For those familiar with Ayn Rand’s novel The Fountainhead, I think this is the process that starts in Chapter 1 when Howard Roark reflects on his conversation with the Dean:
He had met many men such as the Dean; he had never understood them. He knew only that there was some important difference between his actions and theirs. It had ceased to disturb him long ago. But he always looked for a central theme in buildings and he looked for a central impulse in men. He knew the source of his actions; he could not discover theirs. He did not care. He had never learned the process of thinking about other people. But he wondered, at times, what made them such as they were. He wondered again, thinking of the Dean. There was an important secret involved somewhere in that question, he thought. There was a principle which he must discover. (Quoted from The Fountainhead, Chapter 1.)
In this passage, the character changes his mind. He does care. These incidents have become not just a puzzlement, but leads to “a principle he must discover.” He has created a value by setting an intention. He has decided that there is a principle he wants to know. This change of mind was a result of his thinking and his explicit judgment. This new value (of knowledge of the principle) will motivate more systematic thinking in the future, when next he encounters situations like the one with the Dean. Over time, this thinking may lead him to form a new concept of independence. (In the novel, it does.)
An armchair observer might point out the implicit concept of independence in an incident like Frank had when he was 8. But this is a third-party perspective. What Frank has is a clear, conceptualized memory of a concrete incident, which could be used as an example of independence. But until he induces that concept (as Roark did) or learns it from someone else (as I did and probably you did), all that exists in his subconscious databanks are the memories of the concretes and the connections they have to other material.
Values as the key psychological phenomenon to understand
What I have described here is speculative. It is based on my work on understanding values as a psychological phenomenon. I have written several articles related to this:
What I have done here is to create fictional concrete incidents to help you see how specific psychological processes, plus the choice to think or not, explain not only a person’s character, but also the appearance of implicit knowledge, implicit value-judgments, etc.

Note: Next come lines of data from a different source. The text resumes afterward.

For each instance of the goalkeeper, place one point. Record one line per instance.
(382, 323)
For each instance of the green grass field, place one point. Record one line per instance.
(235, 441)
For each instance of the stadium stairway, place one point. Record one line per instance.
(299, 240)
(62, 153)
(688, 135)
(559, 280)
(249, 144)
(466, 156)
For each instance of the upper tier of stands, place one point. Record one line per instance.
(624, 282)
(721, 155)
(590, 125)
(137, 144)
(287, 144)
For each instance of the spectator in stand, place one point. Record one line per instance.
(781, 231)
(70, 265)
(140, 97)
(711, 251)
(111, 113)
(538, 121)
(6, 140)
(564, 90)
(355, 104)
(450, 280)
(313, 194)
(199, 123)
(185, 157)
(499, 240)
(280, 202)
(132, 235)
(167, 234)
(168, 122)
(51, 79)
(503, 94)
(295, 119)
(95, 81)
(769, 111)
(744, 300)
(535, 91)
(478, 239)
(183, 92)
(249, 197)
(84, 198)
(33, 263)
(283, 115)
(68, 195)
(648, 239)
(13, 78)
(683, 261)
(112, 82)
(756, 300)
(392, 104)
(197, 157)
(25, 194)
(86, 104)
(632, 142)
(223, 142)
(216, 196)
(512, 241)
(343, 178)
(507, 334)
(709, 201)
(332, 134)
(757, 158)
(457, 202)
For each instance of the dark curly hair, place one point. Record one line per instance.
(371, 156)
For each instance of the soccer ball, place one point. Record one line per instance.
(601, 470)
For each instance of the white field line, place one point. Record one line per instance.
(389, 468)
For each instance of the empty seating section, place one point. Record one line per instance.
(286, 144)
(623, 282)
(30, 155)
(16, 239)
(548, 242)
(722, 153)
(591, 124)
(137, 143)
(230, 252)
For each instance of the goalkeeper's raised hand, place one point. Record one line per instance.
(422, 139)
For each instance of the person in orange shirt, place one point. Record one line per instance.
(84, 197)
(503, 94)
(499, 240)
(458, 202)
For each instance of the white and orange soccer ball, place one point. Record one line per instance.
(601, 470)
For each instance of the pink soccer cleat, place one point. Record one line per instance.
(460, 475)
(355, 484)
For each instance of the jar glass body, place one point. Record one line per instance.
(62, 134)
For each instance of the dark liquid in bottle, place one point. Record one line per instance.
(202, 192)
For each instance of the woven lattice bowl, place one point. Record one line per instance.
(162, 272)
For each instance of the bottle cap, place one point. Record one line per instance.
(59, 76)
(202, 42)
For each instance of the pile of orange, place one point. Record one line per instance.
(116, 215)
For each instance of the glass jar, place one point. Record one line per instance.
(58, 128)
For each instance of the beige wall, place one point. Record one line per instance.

The choice to think or not is critical. First and foremost, it affects which values are strengthened or weakened, which has a direct effect on character and efficacy. Because Ned wallowed in emotions rather than taking charge, he programmed his values in a self-destructive way. But Ned also failed to develop knowledge and skills that he could have gained in the crisis. Frank, in contrast, strengthened many values by thinking, but also developed self-knowledge that would stand him in good stead.
In short, the choice to think or not has many implications, but psychologically, only a few causal processes are involved:
- Existing values are strengthened or weakened (true for both Ned and Frank)
- Pleasurable and painful experiences are stored in memory (true for both)
- Explicit knowledge is gained (Frank only)
- De facto skill is gained (Frank only)
Later, in the scene with the Dean:
- A new value is created through setting an intention (Roark)
Or if Ned repressed this or a similar incident:
- A new anti-value is created through setting an intention (Ned)
My hypothesis is that these simple processes, plus the choice to think or not, explain everything puzzling, mysterious, or “implicit” in people’s psychologies.
I sum this up as: the value-hierarchy is the source of “implicit” value-judgments. To repeat from my opening: although values can be strengthened, weakened, and organized by cognition, they are also strengthened and weakened by action and experience.